Tests and Treatment of Kidney Tumors
Kidney tumors can range from a cyst to a solid growth originating from within the renal tissue. Most kidney tumors are discovered during an imaging study such as an ultrasound or a CAT scan that was ordered for another reason.
Renal Cysts – Two Classes of Renal Cysts
Renal cysts are very common and half of the population over the age of fifty years old will have at least one. Less commonly, renal cysts can be passed on from generation-to-generation and one such condition is known as polycystic kidney disease.
The two classes of renal cysts are simple and complex.
- Simple Renal Cysts: Usually a fluid collection surrounded by a narrow wall of tissue. Most simple cysts do not need routine surveillance, as they do not usually become cancerous. However, larger renal cysts can occasionally create abdominal and/or back pain and they can be drained and sclerosed percutaneously or laparoscopically.
- Complex Renal Cysts: Usually also containing fluid, but may occasionally be thicker than the fluid found in a simple cyst. A complex cyst may also have a wall that is irregularly thick with additional tissue and/or calcification as well as internal septation (becoming separated). Complex cysts usually need to be monitored regularly as they have the potential of becoming cancerous.
Tests for Kidney Tumors
- If a kidney tumor is suspected to be “solid” in nature, then an imaging workup is usually required to see if it “enhances” when radiographic contrast is given. This is done to determine if an individual’s renal function is adequate.
- The most common study for kidney tumors is a CAT scan of the abdomen and pelvis with and without contrast. Other options can also include an MRI with contrast, a renal ultrasound.
- When a kidney tumor enhances with a contrast study, the likelihood of it being cancerous in nature is very high. In most cases, only the imaging study is needed before moving forward with treatment.
- Rarely, but occasionally needed, is a biopsy of the kidney tumor.
Treatment for Solid Kidney Tumors
- For solid tumors, depending on the size, location, and or stage of the disease, either the entire kidney or just the tumor will have to be removed.

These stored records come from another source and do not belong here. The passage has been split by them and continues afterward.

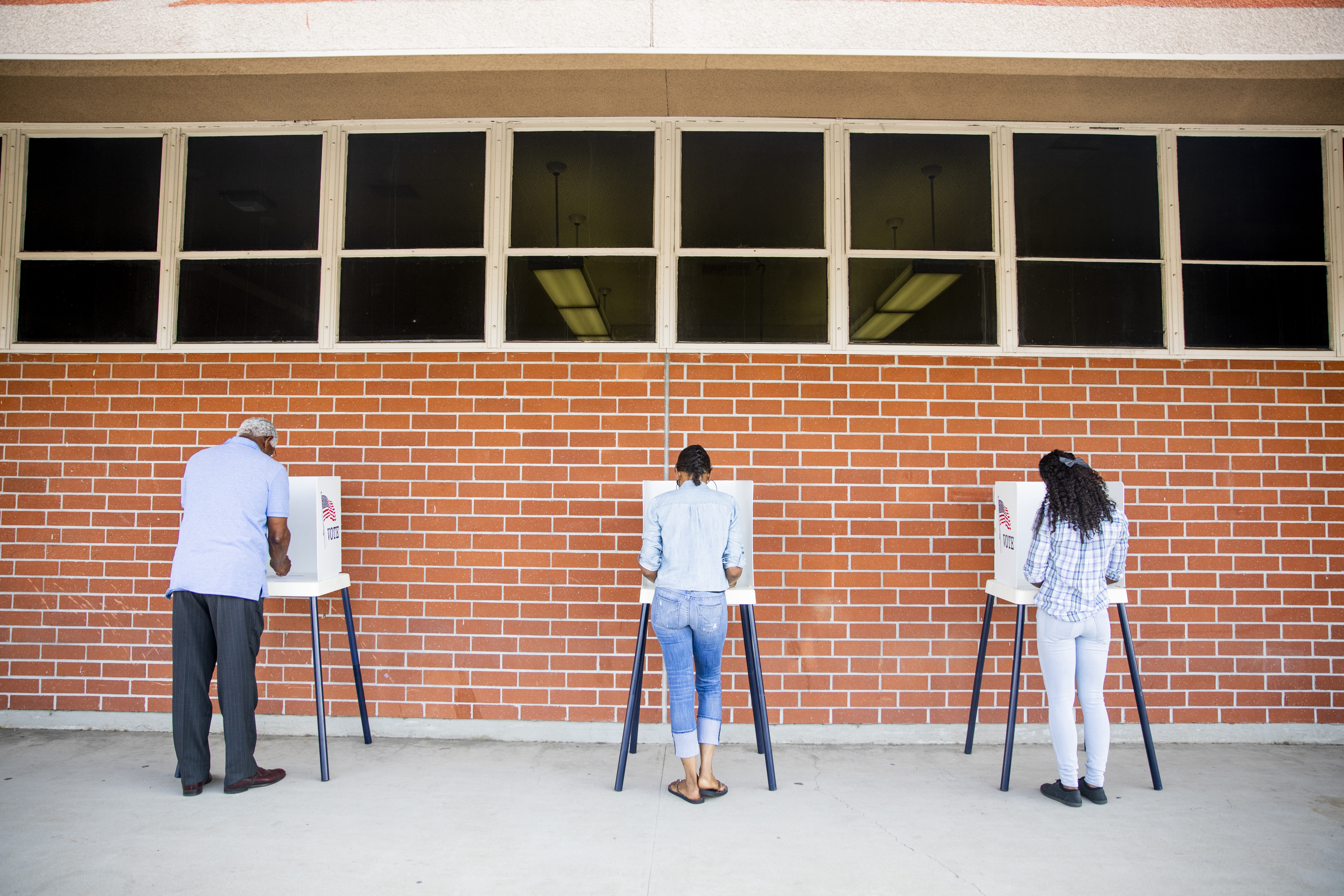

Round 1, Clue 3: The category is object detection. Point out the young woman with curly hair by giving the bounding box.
[1023,449,1129,806]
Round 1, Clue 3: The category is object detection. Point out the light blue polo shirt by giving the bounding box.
[168,435,289,600]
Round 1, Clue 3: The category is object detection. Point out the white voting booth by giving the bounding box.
[616,480,775,790]
[266,476,374,780]
[965,481,1163,790]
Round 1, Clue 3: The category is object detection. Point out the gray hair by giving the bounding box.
[238,416,280,439]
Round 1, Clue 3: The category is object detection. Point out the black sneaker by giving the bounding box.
[1040,778,1083,809]
[1078,778,1106,806]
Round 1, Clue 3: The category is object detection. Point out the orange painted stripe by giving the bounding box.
[165,0,1344,9]
[0,0,1344,9]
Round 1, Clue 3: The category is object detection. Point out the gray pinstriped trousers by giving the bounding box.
[172,591,266,786]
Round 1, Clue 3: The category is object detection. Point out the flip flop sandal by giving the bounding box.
[668,778,704,806]
[700,780,728,798]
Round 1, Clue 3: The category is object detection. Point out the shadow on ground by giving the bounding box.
[0,729,1344,896]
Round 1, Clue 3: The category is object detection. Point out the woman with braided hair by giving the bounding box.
[1023,449,1129,806]
[640,445,743,805]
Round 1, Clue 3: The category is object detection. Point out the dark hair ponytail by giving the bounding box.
[1032,449,1116,540]
[676,445,714,485]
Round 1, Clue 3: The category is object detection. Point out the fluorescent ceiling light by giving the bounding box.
[849,262,966,341]
[527,258,612,341]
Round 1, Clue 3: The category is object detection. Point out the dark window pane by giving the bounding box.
[340,257,485,341]
[1017,262,1164,348]
[504,255,657,343]
[849,134,993,251]
[177,258,321,343]
[345,132,485,249]
[23,137,163,253]
[677,258,827,343]
[849,258,999,345]
[681,130,825,249]
[509,130,653,249]
[1176,137,1325,262]
[1012,134,1163,258]
[181,134,323,251]
[1181,265,1331,348]
[19,259,159,343]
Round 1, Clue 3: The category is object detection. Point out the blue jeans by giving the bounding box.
[653,587,728,759]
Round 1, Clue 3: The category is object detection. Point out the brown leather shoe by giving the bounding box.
[181,771,215,797]
[224,766,285,794]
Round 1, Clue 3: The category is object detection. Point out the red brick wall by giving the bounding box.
[0,352,1344,723]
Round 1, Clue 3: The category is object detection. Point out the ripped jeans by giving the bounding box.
[652,588,728,759]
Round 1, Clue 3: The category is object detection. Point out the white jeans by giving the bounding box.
[1036,606,1110,787]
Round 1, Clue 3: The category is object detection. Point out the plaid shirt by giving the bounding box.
[1021,509,1129,622]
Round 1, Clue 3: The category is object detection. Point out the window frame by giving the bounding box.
[503,118,664,352]
[333,120,499,352]
[0,117,1344,360]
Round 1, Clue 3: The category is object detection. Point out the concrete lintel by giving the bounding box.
[0,52,1344,79]
[0,709,1344,746]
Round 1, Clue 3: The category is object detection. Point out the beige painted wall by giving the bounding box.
[0,56,1344,125]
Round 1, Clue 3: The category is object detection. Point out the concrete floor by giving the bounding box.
[0,729,1344,896]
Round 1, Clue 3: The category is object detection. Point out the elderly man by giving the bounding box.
[168,416,289,797]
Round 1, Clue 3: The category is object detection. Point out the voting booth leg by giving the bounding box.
[966,594,995,756]
[1116,603,1163,790]
[738,606,765,754]
[999,603,1027,790]
[308,598,332,780]
[340,588,374,744]
[742,603,775,790]
[616,603,650,791]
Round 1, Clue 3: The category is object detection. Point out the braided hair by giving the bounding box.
[1032,449,1116,541]
[676,445,714,485]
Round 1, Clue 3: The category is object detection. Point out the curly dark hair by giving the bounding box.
[676,445,714,485]
[1032,449,1116,541]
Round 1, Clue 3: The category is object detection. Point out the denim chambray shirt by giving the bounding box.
[168,435,289,600]
[640,482,743,591]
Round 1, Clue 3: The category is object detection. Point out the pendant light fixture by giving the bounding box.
[849,165,966,341]
[527,161,612,341]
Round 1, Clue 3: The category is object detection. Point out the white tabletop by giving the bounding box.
[640,586,755,607]
[266,572,349,598]
[985,579,1129,606]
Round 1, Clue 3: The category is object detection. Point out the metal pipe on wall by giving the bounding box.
[663,352,672,480]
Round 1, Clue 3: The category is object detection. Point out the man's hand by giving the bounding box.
[266,516,293,575]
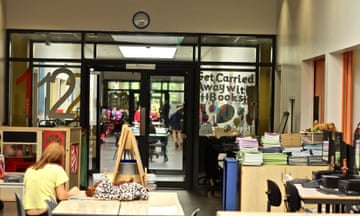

- Depending on the stage of the patient, either an open or laparoscopic procedure will be recommended.
- Other alternatives to the management of renal tumor may include either cryoablation or radio-frequency ablation.
- During the last decade, the use of the Intuitive da Vinci surgical system has also become more popular as the concept of renal preservation surgery has become more common.
For patients suffering from early stage of renal cell carcinoma, surgical intervention is usually the first line of treatment. However, in more advance disease, those patients may receive oral chemotherapy and/or immune therapy.